What Is Your Net Worth?

My son is very into puzzles these days. 

But as a young child, he sometimes forgets the most basic step: dumping out the pieces.

He likes to look at the pretty picture on the front of the box, and he’ll get so excited that he jumps right into trying to fit pieces together. He’ll grab at them, willy-nilly–not even taking the time to get them all spread out and right-side-up.

“Buddy,” I stress. “It’ll be a lot easier if you can see all the pieces!”

That’s sometimes how people approach charitable giving and legacy planning. They have a general sense of the “picture” they’re trying to create–what’s on the box of the generic “legacy plan” they have in their head–but they don’t take a step back to understand the unique pieces they have to work with first.

That’s why one of the first things we cover in our personal legacy planning program is helping people estimate and understand their estate.

What is Your Net Worth?

At its most basic, your net worth is your total assets minus the debt you owe. When we work with someone to create a legacy plan, we take what we call an “estate snapshot”: a rough picture of where their total estate value falls right now. That number will definitely change throughout the remainder of their life–depending on their spending, health and longevity, market growth, and changes in income–but it helps to get a sense of the general size of someone’s estate. We figure out how big their box is, if you will.

Assets – Debt = Net Worth

If you want to go through the exercise for yourself right now, grab a sheet of paper and start making a list.

On one side, list out all your assets and their approximate values. Be sure to include:

  • Real estate
  • Cash/savings
  • Retirement & investment accounts
  • Life insurance
  • Vehicles
  • Business ownership
  • Stock
  • Jewelry
  • Antiques, collectibles, tools, instruments, and other items of value

On the other side, list out any debts you have. This would include things like:

  • Mortgage balance (include home equity line of credit, if applicable)
  • Personal loans and IOUs
  • Auto loans
  • School loans
  • Credit card debt

Take the total of your assets, minus the total of the liabilities, and you’ll have your approximate net worth. 

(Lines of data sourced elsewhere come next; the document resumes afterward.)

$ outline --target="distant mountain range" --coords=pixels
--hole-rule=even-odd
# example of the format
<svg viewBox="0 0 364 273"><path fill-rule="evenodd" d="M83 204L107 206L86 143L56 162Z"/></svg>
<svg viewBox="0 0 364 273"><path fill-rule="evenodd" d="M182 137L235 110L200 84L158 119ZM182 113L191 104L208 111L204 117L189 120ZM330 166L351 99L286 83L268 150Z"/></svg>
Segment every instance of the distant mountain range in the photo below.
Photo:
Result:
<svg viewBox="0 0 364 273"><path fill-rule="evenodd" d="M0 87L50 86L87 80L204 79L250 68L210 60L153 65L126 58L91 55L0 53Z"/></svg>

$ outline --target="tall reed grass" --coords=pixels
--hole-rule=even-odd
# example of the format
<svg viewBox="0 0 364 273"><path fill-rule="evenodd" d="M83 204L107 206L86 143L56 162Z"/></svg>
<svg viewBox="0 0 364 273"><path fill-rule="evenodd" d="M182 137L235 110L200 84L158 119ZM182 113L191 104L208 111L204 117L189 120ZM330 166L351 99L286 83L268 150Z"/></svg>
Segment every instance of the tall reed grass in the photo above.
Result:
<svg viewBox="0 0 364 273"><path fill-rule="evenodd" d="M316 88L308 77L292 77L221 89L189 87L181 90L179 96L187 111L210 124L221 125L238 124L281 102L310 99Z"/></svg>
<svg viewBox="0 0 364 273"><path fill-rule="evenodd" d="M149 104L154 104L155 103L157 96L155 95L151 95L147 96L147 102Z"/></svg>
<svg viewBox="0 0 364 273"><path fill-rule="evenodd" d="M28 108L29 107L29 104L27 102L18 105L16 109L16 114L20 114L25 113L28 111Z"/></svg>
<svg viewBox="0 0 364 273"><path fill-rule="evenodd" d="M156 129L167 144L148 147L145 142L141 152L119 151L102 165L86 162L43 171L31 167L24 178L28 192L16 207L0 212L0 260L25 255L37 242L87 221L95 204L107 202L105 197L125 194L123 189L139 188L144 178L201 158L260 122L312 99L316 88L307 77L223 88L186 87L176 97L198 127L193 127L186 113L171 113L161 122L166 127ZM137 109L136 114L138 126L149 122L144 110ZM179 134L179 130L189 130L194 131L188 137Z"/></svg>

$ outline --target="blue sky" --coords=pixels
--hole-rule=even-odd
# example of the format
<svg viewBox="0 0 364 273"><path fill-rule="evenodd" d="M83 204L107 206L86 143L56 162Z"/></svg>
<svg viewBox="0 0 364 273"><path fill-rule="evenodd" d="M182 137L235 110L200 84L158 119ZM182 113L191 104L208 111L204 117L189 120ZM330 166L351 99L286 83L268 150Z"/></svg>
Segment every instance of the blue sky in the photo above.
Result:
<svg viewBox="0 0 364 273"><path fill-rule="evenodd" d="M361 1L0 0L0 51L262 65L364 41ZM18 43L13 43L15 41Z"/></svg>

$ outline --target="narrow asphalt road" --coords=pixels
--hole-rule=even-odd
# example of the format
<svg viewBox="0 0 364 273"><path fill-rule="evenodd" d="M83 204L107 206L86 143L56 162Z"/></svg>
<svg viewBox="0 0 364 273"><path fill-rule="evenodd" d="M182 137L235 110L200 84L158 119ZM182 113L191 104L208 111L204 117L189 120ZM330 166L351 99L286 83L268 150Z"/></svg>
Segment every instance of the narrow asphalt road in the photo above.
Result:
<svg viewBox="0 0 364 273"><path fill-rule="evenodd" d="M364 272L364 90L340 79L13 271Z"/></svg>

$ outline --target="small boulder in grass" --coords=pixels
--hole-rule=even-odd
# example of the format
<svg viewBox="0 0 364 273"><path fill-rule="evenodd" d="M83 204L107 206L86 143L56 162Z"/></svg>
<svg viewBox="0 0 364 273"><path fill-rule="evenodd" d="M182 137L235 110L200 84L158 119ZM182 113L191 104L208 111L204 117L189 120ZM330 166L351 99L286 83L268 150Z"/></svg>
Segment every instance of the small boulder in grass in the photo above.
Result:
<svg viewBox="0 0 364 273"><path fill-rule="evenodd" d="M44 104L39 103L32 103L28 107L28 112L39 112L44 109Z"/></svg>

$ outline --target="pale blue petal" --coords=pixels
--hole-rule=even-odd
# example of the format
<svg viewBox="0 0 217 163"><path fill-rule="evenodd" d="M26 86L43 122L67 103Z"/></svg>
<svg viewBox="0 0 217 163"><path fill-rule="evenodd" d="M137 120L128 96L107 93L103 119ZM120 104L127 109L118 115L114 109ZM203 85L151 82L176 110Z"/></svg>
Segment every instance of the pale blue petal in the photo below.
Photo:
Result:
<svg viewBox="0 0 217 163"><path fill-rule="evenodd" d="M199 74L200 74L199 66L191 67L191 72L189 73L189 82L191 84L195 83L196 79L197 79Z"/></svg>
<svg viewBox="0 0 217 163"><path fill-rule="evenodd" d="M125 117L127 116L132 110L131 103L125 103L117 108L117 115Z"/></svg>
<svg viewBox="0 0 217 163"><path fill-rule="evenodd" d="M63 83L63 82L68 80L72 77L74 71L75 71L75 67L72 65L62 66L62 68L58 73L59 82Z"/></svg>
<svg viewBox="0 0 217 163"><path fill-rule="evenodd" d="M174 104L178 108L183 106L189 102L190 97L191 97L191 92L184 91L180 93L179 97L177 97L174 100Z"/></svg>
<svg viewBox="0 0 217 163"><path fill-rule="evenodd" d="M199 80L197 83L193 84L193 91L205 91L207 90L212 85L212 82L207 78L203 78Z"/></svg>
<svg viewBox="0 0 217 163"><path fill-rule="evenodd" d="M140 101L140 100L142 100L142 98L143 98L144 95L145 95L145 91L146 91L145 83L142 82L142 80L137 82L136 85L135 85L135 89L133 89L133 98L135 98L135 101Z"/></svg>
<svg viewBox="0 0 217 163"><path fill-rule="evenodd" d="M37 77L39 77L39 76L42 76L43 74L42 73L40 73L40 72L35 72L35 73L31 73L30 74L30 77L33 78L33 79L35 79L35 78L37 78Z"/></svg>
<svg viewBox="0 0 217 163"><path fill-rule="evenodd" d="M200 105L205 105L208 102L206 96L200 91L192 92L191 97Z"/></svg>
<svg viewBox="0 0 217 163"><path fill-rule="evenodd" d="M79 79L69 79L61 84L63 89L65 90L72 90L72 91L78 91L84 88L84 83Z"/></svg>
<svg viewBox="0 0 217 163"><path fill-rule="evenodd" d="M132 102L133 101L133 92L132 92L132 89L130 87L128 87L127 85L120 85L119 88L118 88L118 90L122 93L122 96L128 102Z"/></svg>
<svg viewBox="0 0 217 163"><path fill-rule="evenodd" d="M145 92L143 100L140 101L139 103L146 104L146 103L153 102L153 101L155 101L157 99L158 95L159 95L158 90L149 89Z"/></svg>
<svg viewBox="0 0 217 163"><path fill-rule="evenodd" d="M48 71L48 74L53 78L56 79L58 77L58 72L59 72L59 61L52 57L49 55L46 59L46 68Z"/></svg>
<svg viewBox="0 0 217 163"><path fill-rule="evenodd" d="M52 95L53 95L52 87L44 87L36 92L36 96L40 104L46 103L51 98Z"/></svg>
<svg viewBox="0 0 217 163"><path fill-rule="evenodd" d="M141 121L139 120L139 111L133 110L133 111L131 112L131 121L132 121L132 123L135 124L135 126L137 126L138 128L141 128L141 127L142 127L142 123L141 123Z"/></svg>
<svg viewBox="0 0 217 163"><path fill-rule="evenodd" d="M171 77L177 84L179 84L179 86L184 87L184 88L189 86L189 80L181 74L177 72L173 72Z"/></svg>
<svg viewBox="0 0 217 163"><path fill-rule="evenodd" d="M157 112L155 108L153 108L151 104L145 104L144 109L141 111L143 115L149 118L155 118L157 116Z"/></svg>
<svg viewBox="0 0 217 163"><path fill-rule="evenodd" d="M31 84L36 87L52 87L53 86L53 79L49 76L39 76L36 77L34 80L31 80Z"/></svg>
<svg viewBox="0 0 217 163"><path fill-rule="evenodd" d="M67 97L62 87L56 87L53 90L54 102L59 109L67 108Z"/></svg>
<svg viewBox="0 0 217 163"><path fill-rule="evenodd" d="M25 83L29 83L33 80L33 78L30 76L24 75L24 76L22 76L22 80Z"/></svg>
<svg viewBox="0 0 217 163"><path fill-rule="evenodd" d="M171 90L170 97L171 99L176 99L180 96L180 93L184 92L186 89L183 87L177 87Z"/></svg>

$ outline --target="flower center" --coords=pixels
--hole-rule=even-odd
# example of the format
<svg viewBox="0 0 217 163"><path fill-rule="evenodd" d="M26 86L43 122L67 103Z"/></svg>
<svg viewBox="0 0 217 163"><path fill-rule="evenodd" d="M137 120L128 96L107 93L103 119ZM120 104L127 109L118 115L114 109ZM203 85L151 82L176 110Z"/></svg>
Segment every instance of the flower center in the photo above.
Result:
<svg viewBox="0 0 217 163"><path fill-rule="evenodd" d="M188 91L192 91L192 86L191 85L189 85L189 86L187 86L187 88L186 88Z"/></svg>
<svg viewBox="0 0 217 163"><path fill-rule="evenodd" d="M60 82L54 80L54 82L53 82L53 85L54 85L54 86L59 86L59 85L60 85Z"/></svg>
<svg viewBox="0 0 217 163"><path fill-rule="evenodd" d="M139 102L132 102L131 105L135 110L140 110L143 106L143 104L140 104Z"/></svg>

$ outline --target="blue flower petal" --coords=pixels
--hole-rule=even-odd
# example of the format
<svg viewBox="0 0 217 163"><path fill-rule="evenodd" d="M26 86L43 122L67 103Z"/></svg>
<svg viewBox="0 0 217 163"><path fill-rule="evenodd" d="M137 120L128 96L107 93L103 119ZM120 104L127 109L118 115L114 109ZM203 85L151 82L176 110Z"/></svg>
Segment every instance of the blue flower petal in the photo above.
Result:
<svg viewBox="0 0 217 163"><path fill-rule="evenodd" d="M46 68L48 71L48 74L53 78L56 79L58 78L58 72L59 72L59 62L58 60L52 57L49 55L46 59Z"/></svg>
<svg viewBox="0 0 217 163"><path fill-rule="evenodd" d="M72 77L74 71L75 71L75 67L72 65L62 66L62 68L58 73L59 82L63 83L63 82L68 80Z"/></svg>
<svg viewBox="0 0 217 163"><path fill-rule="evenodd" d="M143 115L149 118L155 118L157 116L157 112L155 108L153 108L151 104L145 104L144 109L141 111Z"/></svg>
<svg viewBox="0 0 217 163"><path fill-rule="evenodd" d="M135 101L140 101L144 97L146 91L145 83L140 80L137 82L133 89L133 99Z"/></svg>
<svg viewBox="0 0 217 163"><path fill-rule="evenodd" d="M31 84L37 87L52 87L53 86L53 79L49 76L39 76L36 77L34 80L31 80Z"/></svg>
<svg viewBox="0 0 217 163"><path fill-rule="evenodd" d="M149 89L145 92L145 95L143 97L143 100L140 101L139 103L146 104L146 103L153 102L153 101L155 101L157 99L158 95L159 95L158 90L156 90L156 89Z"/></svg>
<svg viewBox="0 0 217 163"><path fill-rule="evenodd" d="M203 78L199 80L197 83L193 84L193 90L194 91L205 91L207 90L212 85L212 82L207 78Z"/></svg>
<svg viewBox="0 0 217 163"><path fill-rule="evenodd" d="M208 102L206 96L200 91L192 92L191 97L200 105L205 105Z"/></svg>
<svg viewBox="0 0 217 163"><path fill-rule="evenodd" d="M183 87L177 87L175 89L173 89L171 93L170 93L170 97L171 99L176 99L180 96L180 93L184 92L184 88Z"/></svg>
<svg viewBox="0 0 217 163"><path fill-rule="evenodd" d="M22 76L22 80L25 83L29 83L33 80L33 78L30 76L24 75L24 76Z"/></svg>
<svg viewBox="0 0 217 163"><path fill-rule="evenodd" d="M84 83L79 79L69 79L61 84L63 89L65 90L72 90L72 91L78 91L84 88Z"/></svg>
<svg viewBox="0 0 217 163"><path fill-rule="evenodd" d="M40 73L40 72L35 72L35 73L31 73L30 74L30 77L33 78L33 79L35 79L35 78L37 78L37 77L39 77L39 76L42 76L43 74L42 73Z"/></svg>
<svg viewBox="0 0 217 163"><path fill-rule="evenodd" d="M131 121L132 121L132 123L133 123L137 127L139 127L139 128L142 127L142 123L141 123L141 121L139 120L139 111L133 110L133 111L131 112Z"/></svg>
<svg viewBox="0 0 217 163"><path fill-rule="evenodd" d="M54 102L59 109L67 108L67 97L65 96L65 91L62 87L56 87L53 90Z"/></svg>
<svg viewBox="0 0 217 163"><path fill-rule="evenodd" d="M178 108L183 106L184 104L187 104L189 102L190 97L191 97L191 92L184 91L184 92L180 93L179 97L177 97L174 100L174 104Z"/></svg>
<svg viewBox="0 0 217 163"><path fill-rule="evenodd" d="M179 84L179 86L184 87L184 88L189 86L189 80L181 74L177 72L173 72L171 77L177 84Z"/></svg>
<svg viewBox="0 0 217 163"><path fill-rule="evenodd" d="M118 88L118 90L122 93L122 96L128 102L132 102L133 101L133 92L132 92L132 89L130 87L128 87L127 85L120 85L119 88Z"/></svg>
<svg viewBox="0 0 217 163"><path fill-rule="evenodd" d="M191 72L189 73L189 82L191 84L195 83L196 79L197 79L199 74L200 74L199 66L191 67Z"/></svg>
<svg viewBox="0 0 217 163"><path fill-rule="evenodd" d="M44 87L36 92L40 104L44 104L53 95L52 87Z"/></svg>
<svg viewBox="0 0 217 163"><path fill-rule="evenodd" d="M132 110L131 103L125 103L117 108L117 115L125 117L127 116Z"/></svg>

Will Your Estate Change Significantly?

Make a note of any items that are likely to change significantly down the road. 

  • Do you plan to downsize, sell, or buy property? 
  • Will you sell business ownership or stock? 
  • Do you have term life insurance that will lose its value after you hit a certain age? 
  • Do you anticipate inheriting money from a loved one down the road? 
  • If you need long-term care, what costs will that incur? Do you have long-term care insurance to cover those costs?

These events may be good to keep in mind, because they will change your estate value–and may also change your federal and/or state tax status. These events could also provide great opportunities to make strategic charitable or family gifting decisions that lessen the tax that could be triggered at those times. 

Getting these things on paper is an essential step toward understanding your estate and planning for what will happen to your unique assets down the road.